Texas football opens up Big 12 play on Sep. 23 on the road at McLane Stadium in Waco, TX, against head coach Dave Aranda and the struggling Baylor Bears. For the second time this season, Texas and head coach Steve Sarkisian will get to play on the road under the lights in primetime. The first was in the double-digit win on the road in Tuscaloosa over the No. 3 ranked Alabama Crimson Tide and head coach Nick Saban on Sep. 9.
No. 3 Texas comes into conference play riding high after three straight double-digit wins. The Longhorns are coming off a bit of an upset scare at home at Darrell K. Royal-Texas Memorial Stadium on Sep. 16 against the Wyoming Cowboys and longtime head coach Craig Bohl. Texas rallied to a 21-point win behind a three-score edge in an explosive fourth quarter against Wyoming last weekend.

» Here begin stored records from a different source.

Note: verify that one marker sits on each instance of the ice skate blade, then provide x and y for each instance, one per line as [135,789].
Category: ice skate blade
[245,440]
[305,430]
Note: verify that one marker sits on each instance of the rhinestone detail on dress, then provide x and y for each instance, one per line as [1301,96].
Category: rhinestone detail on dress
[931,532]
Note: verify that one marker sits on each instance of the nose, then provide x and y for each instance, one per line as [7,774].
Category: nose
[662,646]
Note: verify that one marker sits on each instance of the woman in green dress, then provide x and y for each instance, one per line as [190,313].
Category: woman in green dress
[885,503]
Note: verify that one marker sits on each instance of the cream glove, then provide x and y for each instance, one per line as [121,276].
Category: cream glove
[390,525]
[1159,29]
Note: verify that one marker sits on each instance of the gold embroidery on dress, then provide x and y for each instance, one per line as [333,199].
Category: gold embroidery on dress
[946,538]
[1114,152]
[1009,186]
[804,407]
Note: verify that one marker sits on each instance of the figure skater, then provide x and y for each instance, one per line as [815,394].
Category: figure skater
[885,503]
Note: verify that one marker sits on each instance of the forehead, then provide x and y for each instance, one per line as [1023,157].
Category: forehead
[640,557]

Baylor isn’t riding nearly as high as the Longhorns heading into Big 12 play. Aranda and the Bears boast a record of 1-2 (0-0 Big 12) after their first win of the season on Sep. 16 at home over FCS Long Island, 30-7. Baylor fell short of the Utah Utes and Texas State Bobcats at home in the season’s first two games.
Why Texas football dominates Baylor in the Big 12 opener in Week 4
On paper, Texas looks like a massive favorite over a down Baylor team early in the season. But Texas has a big-time target on its back this season. It will never be as easy as just walking out in the Big 12 opener on the road and beating a longtime in-state conference foe like Baylor.
But there’s still a chance that Texas can do what is expected and take care of business this weekend convincingly. Here are four reasons why.
Texas can run over Baylor’s struggling run defense
Easily the worst run defense in the Big 12 to start the season is Baylor’s. The Bears allowed six yards per carry and well over 200 rushing yards per game in non-conference play. And two of those games came against an FCS foe and a mid-tier Group of Five team.
Utah ran the ball right down Baylor’s throat in Week 2, amassing over 125 rushing yards and over six yards per carry in the A and/or B gaps. Texas State had similar success running between the tackles against Baylor in the opener, tallying over 100 rushing yards and over seven yards per carry in the A and/or B Gaps.
Texas can take advantage of its size up front by running downhill between the tackles on Baylor this weekend. The Longhorns average over 315 pounds among their starting interior offensive linemen. Meanwhile, Baylor’s starting nose tackle, senior Cooper Lanz, weighs under 290 pounds.
Sark and the Longhorns should set the tone with the inside running game to establish physical dominance at the point of attack. It’s big for Texas to get true freshman running back CJ Baxter Jr. back in this game after missing the win over Wyoming with a lower-body injury. Baxter ran hard before he suffered an injury against Alabama a couple of weeks ago.
If Texas finds success out of the gates running the football, it will be a big day for Baxter Jr. and redshirt sophomore running back Jonathon Brooks.